The Future of the Research University in the Digital Age


The basic structure of today's academic research enterprise was set out fifty years ago in the seminal report,Science, the Endless Frontier, produced by a post-war study group chaired by Vannevar Bush. The central theme of the document was that the nation's health, economy, and military security required continual deployment of new scientific knowledge and that the federal government was obligated to ensure basic scientific progress and the production of trained personnel in the national interest. It insisted that federal patronage was essential for the advancement of knowledge.

The resulting partnership between the federal government and the nation's universities has had extraordinary impact. It has made America the world's leading source of fundamental scientific knowledge. It has also produced the well-trained scientists and engineers capable of applying this new knowledge. This academic research enterprise has played a critical role in the conduct of more applied, mission-focused research in a host of areas including health care, agriculture, national defense, and economic development.

Unfortunately, in recent years the basic principles of this extraordinarily productive research partnership have begun to unravel. Scientists and universities are questioning whether they can depend on the stable and solid relationship they had come to trust and that has paid such enormous dividends in initiative, innovation, and creativity.

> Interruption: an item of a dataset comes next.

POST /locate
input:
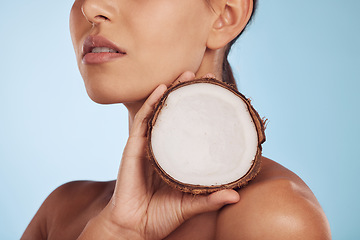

At the same time powerful forces, including obsolete cost structures, changing societal demand, and rapidly evolving information technology, are driving a massive restructuring of the American higher education enterprise, similar to that occurring in other critical industries such as health care, telecommunications, and energy. Although the great diversity of our colleges and universities will dictate an array of different strategies in th e years ahead, all must cope with a future of unprecedented change, presenting both unusual challenges and opportunities. This era of change will pose a particular challenge to the dominant institutional form of the 20th Century, the American research university.